Loin du spectacle circassien traditionnel tentant par tous les moyens de surpasser ses compétiteurs par des effets toujours plus sensationnels, loin des numéros à l’enchaînement discontinu, loin de faire du spectaculaire de chaque acte acrobatique une fin en soi, La Compagnie intègre ses numéros dans une dynamique narrative où chaque acte acrobatique sert le propos de son spectacle. Au début de celui-ci, les acrobates sont coincés dans leur petite voiture, faisant des tours et des tours de chapiteau. Ils s’élancent hors de leur automobile et y replongent : ils s’accrochent au toit, sautent du pare-brise manquant vers le capot défoncé ou bien courent depuis l’extérieur pour traverser la fenêtre ouverte d’une portière. Tout se passe bien et l’ambiance est bonne malgré les conflits inévitables, du moins jusqu’à ce qu’ils percutent un chevreuil (interprété sur scène par un régisseur plateau avec une fausse tête d’animal). Plus tard, la tentative de relancer le moteur de la voiture avec l’électricité d’un lampadaire se transforme en un numéro de mât chinois à plusieurs, culminant par la plongée d’un des artistes à travers les corps arqués de ses camarades, dans une descente jusqu’au sol à peine ralentie par la présence de ces derniers. Pendant une heure quinze, les cinq artistes revisitent avec un humour et une énergie fabuleuse les classiques du cirque : ils jouent avec des balles de pétanque, sautent à la bascule ou font des pyramides humaines à dos de moto. Rien ne paraît redondant ou hors de propos.
On pourrait légitimement comparer l’approche de La Compagnie à celle des spectacles de Marc Oosterhoff, qui, à travers la magie nouvelle, le cirque ou la danse, utilise l’illusion et le mouvement non pas comme fin en soi, mais comme des outils dramaturgiques au service de l’histoire racontée. De la même manière, les arts du cirque, sous la houlette de La Compagnie, se chargent à merveille de nous transmettre le récit placé au centre du spectacle, aussi bien que la psychologie des personnages que l’on suit. Tout ou presque dans Pandax est pantomime et le peu de paroles échangées sont presque inaudibles, sans que cela ne gêne jamais la compréhension de l’histoire. Le spectacle se charge ainsi d’une intensité narrative, d’une force poétique et d’une ingéniosité qui forcent l’admiration.

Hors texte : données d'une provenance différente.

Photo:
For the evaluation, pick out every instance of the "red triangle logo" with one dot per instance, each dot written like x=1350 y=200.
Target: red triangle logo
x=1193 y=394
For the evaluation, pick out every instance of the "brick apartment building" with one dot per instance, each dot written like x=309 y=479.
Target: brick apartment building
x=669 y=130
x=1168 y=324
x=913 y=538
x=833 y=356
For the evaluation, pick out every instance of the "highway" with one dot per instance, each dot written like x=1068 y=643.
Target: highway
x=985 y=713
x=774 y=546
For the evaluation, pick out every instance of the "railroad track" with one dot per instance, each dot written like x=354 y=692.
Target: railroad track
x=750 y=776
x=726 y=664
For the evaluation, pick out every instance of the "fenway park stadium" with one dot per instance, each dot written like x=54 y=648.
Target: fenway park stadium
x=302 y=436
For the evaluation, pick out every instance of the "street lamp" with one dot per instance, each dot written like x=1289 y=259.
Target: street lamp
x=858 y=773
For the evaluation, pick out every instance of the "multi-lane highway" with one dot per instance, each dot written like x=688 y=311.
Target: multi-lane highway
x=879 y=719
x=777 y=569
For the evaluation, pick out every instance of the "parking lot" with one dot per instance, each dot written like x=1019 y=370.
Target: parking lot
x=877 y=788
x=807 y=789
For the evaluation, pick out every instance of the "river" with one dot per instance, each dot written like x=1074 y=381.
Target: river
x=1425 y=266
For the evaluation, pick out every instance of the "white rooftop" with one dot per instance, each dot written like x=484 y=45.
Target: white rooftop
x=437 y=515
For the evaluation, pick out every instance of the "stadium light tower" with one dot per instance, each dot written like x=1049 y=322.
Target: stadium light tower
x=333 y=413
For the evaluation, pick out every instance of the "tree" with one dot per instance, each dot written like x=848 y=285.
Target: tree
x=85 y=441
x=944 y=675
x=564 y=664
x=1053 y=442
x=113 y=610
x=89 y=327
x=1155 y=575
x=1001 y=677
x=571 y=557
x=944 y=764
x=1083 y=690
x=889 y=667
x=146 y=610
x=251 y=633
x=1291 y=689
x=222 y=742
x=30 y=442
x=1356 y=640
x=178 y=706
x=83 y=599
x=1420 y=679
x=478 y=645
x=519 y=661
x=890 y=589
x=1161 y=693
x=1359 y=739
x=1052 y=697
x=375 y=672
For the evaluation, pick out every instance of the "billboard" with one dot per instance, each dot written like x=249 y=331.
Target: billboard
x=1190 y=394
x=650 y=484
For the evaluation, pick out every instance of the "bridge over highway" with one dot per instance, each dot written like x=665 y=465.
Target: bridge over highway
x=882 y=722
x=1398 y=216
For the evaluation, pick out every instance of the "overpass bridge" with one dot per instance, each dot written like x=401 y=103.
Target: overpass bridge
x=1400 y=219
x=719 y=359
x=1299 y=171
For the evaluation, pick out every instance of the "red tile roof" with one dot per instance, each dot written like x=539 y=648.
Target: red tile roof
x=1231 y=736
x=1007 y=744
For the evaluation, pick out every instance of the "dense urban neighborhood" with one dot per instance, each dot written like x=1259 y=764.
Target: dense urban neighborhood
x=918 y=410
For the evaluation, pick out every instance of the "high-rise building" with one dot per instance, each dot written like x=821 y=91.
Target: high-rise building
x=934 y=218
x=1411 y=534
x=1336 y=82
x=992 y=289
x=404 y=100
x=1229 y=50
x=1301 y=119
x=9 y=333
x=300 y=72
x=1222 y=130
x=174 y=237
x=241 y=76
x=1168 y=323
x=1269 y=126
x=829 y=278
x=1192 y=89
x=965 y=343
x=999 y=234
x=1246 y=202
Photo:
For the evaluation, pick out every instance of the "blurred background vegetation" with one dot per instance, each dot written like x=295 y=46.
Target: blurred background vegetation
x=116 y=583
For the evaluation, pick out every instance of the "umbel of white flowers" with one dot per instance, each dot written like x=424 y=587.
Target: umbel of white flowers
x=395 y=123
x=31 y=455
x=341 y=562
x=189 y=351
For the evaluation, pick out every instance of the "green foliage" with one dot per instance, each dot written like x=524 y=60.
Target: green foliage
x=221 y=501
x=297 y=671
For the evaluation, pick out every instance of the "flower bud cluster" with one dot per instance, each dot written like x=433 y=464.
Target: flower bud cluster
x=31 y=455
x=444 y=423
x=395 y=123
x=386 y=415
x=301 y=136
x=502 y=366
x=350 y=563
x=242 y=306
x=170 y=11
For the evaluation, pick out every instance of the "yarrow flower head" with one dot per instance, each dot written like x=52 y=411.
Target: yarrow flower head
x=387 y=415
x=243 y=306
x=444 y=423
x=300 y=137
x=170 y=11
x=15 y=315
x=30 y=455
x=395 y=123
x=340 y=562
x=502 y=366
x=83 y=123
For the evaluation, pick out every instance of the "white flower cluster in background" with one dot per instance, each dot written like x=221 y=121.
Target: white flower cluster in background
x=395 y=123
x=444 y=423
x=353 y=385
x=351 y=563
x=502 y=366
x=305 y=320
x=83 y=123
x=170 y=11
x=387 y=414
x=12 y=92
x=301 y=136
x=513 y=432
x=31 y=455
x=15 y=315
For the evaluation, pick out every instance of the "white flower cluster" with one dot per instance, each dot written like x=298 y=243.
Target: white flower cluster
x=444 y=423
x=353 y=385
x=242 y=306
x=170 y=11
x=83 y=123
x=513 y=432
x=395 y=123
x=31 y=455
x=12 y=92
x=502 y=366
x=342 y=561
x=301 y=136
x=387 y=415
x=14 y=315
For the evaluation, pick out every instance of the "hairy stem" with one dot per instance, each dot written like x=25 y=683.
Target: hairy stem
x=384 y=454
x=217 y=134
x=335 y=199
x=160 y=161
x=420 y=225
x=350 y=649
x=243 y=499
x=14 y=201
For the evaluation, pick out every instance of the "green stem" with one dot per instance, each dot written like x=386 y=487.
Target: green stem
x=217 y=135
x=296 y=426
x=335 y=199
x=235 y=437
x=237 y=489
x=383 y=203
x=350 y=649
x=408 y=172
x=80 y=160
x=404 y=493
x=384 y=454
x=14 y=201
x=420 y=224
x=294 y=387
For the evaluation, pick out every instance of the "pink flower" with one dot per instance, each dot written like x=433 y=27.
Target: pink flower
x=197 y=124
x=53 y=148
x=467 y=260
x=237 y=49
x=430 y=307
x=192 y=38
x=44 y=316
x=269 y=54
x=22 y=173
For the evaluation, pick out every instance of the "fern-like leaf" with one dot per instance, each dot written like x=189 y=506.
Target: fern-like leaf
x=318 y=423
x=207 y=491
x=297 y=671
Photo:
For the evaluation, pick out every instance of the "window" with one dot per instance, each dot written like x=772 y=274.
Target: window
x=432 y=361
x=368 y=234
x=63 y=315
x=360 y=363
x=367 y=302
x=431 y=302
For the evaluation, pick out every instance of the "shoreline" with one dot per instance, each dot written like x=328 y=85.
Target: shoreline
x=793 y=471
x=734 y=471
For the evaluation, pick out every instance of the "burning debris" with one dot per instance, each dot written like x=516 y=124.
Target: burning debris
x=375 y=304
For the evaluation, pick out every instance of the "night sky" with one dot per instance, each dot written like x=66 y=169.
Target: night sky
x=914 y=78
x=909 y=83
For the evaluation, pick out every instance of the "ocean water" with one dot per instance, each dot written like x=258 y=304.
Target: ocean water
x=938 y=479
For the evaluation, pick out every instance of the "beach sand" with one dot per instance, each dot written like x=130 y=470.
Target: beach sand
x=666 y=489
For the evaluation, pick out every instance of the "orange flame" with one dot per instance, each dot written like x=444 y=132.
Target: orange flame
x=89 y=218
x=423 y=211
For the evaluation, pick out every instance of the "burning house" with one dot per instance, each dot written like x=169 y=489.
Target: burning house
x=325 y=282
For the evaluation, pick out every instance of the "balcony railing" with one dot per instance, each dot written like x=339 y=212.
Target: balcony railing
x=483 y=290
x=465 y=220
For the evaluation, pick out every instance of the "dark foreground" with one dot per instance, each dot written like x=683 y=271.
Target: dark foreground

L’accompagnement musical assuré par Seraina De Block, Ondine Cantineau et Astrid Creve est étonnant et pourtant parfaitement adapté au spectacle. Il oscille entre musiques traditionnelles montagnardes, interprétées avec des instruments typiquement circassiens (trompette, sousaphone ou encore clavier aux sonorités d’orgue de barbarie) et des vocalisations rappelant les chants polyphoniques corses. Tantôt gaillard et entraînant, tantôt contemplatif et presque mélancolique, cet ensemble cohérent et puissant renforce la poésie visuelle des acrobates qui alternent pitreries et performances athlétiques.
En sortant du chapiteau, une réflexion s’est imposée à moi : le cirque offre aux arts vivants une manière singulière de renouveler leurs formes. De nombreux spectacles cherchent aujourd’hui à dépasser la frontalité classique du théâtre, de repenser la relation au public et les conventions de leur réception. Dans cette quête de renouveau, le cirque de La Compagnie pourrait servir de modèle : il invite le public à une expérience à la fois ludique et sensible, en jouant avec la dramaturgie et la scénographie d’une manière qui ouvre des perspectives stimulantes pour d’autres formes scéniques.
Le chapiteau planté dimanche à Vevey a fait salle comble et la longue ovation concluant la performance était entièrement méritée.